Every week my church speaks together the Lord's Prayer.
Our father in heaven, may your name be kept holy. May your kingdom come. May your will be done on earth as it is in heaven... Matthew 6:9
In teaching us to pray these words, Jesus is teaching us to pray for God's justice and God's mercy.
To accept God's justice. To remember that he is holy, that he has a plan, that he will do what he will do to fulfill that plan. What he does may not be easy and it may not be what we want, but it is right.
To live God's justice. To speak truth, to behave in right ways, to submit our bodies and our minds to the work of the Holy Spirit, to submit our voices to the work of the Holy Spirit.
To offer God's mercy. To reach out to the wounded because they don't deserve it, to embrace the abandoned, however difficult or inconvenient that may be. He is telling us to make God's good happen around us.
Teaching us to accept God's mercy.
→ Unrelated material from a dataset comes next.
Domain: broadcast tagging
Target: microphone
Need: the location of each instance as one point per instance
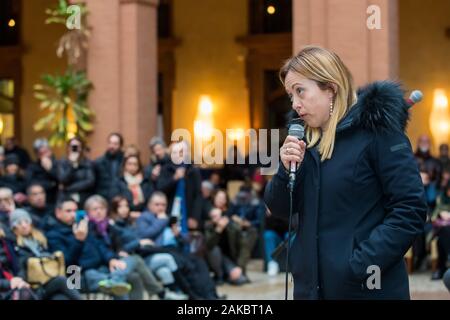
(296, 130)
(415, 97)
To let his light shine on whatever in me needs illuminating, whatever I am trying to hide so I can hang on to it. He's teaching us to let the Spirit do the work that only the Spirit can do to make me holy.
We are made in God's image. We are made for justice. We are made for mercy.
If we are waiting for karma to fix the world, we're going to wait forever.
If we are waiting for God to fix our world, we will wait... but not forever.
If we are waiting for God to fix us... that can start today.